On la voit à l’œuvre à l’école, comme le décrit ici cette philosophe.

On le voit aussi dans l’économie, qui n’est plus vue par une partie d’entre nous comme le moyen de créer de la valeur, mais comme un risque de créer des inégalités.

Ce mal, c’est la perte de l’exigence qu’implique l’égalitarisme.

Au micro de Dimitri Pavlenko, sur Europe 1, Julia de Funès explique qu’en raison d’un passé qui a eu, lui aussi, ses excès, en assumant sans vergogne les affres de l’autoritarisme, on est parti dans l’excès inverse.

Depuis des années, l’égalitarisme finit par interdire l’émancipation.

« À force de démagogie et de bons sentiments, l’exigence a fini par se faire passer pour une violence et la médiocrité pour une vertu. »

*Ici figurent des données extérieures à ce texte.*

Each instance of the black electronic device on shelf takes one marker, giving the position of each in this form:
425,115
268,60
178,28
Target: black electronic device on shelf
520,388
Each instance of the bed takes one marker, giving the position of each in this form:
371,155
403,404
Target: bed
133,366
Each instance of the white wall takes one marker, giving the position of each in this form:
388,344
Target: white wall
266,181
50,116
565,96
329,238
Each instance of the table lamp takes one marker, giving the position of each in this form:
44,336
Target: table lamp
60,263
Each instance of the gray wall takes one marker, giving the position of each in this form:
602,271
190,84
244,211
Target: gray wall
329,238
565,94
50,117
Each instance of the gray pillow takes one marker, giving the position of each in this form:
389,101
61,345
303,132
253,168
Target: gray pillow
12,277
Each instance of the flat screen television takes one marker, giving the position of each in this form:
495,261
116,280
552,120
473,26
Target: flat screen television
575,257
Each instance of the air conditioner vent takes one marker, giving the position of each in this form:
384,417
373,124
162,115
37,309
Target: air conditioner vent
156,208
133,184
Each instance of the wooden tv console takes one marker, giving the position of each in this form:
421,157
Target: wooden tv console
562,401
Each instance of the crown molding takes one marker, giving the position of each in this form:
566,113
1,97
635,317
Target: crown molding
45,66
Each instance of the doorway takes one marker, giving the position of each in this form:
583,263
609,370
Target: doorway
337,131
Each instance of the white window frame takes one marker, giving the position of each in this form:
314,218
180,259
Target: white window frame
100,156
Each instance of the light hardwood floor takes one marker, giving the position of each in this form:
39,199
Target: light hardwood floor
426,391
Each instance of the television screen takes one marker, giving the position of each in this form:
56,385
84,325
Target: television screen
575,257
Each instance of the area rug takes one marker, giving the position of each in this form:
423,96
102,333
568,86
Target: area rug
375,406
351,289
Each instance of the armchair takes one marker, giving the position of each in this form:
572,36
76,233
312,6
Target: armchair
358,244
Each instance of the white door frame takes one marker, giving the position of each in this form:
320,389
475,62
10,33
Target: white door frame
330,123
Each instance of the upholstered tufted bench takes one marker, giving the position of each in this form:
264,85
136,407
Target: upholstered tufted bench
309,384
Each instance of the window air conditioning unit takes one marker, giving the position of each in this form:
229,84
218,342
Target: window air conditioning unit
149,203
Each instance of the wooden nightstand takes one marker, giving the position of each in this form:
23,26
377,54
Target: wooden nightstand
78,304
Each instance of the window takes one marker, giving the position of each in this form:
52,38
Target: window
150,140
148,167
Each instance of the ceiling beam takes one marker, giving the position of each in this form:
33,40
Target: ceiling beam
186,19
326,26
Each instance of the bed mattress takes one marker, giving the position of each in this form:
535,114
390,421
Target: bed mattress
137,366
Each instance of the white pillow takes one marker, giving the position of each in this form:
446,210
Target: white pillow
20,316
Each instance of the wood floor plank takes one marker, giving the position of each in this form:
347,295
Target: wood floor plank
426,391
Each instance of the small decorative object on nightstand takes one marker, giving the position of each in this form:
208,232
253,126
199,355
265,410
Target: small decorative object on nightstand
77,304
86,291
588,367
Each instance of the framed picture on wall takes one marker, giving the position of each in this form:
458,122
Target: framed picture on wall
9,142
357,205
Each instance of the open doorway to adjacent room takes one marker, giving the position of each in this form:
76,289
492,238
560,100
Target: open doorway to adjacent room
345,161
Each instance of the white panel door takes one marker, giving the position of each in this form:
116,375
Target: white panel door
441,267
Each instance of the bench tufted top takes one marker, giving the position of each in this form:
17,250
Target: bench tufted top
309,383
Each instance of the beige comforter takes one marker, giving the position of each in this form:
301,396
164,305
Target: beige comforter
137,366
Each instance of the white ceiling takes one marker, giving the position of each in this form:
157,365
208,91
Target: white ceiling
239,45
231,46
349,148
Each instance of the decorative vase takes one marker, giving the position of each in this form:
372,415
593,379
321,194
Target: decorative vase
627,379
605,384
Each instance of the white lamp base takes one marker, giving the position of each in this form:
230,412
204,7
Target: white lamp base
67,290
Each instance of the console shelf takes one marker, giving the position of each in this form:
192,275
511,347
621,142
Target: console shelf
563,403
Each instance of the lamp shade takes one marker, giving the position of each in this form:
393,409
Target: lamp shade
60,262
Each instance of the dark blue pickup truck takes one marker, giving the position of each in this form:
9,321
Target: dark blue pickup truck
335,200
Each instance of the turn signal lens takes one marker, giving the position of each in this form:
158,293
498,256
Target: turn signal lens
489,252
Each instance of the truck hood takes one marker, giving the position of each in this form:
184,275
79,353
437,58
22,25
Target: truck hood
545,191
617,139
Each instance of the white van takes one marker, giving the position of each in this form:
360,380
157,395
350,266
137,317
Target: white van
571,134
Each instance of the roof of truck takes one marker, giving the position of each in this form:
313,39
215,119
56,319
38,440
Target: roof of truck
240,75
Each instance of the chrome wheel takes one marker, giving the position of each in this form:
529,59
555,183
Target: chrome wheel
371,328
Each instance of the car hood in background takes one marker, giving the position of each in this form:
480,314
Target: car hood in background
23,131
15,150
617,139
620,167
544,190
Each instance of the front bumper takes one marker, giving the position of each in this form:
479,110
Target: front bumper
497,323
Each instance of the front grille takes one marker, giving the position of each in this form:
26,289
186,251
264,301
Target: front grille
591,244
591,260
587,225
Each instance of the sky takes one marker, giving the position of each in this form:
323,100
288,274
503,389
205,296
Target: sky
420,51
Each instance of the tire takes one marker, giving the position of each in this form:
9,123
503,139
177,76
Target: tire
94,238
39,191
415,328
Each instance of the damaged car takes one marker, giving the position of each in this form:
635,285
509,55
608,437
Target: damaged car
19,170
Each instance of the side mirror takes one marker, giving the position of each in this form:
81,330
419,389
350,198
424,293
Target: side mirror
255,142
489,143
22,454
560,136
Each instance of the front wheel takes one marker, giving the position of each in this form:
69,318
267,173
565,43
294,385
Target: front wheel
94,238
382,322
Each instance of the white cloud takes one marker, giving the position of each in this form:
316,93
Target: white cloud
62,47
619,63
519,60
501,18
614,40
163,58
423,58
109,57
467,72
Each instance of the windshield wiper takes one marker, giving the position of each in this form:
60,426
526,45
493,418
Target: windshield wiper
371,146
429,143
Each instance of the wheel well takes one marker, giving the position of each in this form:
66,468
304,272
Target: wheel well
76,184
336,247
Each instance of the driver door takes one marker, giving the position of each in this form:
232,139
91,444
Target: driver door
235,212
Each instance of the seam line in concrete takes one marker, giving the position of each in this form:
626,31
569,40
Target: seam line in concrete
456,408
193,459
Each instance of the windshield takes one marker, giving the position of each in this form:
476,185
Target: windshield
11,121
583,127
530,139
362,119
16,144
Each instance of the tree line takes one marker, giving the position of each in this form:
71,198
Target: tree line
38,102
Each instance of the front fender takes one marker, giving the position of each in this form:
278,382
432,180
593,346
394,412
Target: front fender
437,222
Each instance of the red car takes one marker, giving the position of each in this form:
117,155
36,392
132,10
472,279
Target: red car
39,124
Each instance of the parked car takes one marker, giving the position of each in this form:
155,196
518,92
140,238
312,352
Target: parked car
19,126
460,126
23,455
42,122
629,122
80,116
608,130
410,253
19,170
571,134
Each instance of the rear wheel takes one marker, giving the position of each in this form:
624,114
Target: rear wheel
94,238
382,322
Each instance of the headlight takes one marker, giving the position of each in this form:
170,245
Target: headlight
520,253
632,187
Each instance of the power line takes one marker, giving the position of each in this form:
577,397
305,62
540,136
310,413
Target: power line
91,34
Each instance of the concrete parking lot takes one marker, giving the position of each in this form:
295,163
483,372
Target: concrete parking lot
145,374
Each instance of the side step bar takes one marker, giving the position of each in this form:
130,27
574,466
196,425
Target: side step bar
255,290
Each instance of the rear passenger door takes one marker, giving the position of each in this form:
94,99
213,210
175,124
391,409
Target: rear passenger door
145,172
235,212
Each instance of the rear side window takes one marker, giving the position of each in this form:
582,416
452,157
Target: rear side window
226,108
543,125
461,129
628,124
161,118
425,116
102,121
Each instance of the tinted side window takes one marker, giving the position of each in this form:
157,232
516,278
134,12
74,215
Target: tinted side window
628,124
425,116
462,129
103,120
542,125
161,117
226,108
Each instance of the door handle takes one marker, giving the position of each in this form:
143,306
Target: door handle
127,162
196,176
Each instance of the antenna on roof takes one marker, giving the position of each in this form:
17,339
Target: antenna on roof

Parce qu’il considère que toute différence nuit à la cohésion,

Que l’expression d’un talent heurte,

Que le succès, scolaire ou entrepreneurial, doit être encadré pour ne pas frustrer parce qu’il crée des écarts qu’on nomme injustement inégalités.

La dernière oasis où l’ambition et l’exigence sont admises est le sport, rappelle la philosophe. Il démontre qu’il est possible de faire autrement.

On y trouve encore la volonté de se dépasser et le goût assumé pour les victoires.